“There being an adjournment, for example, for a fortnight or three weeks, is there constantly a fresh burst of evidence to meet the difficulty raised at the last meeting?—Yes, it is so; and that prolongs the case very much; in fact, the case that I have in my mind now I have no doubt will cost the parties a sum of £4,000 or £5,000. I cannot see how it is possible for the verdict to be against them, for it has been a frivolous and vexatious proceeding from the beginning, and with the idea of extorting money.”
And Mr. Scott Russell:—
“In your experience have you not seen a great number of dishonest litigants, plaintiffs who bring actions in the way of persecution, and defendants who desire to destroy a Patent, and where one or other of the parties for the most part acts in bad faith, trying to injure his adversary in any way that he can?—I should say that the greater number of Patent cases are cases of oppression.

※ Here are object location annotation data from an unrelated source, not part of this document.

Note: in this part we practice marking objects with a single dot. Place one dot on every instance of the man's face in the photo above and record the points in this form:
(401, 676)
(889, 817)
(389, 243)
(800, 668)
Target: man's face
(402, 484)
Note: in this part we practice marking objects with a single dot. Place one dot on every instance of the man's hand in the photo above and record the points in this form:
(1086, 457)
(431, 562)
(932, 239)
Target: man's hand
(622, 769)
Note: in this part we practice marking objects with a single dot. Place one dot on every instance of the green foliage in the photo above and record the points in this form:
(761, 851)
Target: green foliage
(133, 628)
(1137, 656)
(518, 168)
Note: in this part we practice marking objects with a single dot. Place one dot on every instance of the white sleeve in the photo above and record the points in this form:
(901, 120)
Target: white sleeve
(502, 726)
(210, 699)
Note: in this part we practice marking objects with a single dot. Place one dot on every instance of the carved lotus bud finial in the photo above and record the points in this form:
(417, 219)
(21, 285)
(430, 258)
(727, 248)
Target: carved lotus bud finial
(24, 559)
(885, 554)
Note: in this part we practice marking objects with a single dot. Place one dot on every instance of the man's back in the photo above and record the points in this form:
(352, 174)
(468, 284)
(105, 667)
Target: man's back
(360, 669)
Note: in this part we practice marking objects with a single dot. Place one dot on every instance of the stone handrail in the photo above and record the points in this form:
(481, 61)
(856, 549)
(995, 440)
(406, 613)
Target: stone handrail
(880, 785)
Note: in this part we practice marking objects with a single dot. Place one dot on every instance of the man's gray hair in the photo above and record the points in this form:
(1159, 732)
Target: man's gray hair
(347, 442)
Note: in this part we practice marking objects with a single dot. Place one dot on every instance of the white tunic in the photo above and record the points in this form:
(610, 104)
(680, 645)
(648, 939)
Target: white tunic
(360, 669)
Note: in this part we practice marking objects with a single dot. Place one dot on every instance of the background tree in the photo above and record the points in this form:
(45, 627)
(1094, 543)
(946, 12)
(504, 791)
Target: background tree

“Have you known cases of oppression where the patentee has been the oppressor?—Yes, frequently.
“Have you known cases of patentees with a good Patent, and in which there has been what may be called a dishonest attempt to destroy it?—Yes, I have known both on a very large scale; for example, there was the great hot blast case. I was engaged in that from the beginning in the capacity of arbitrator; and in that great hot blast case the whole litigation arose from the ironmasters, who were making enormous sums of money, wishing to get rid of a very small Patent rate per ton, which had accumulated to an enormous sum in consequence of the success of the Patent. The expenses in the hot blast Patent case amounted, I should think, to more than £100,000.”
In the celebrated capsule case, the expenses have been somewhere about half of that enormous sum. In another case, about three-quarters of it. How true, then, is the following, from Chambers’ Cyclopædia:—
“When a Patent has been granted, if it is of such a nature as to lead to competition, infringements are almost matter of course; and the only mode of discovering and checking the infringement is so ineffective that inventors generally pass their lives in constant litigation, fighting a succession of imitators, who often have nothing to lose by defeat, and therefore entail all the greater burden on the legitimate manufacturer. It has been said that not more than three per cent. are remunerative. A Royal Commission has lately been engaged in inquiries as to the best mode of remunerating inventors and improving the law with reference to infringement; but it is doubtful how far the subject is capable of being put on a better footing, so many difficulties being inherent in it.”
And how many of these pernicious Patents do honourable members think have been repealed? Allow me, as to this, to quote Mr. Grove—
“... Very few Patents have been repealed, and, generally speaking, the patentee has been victorious.”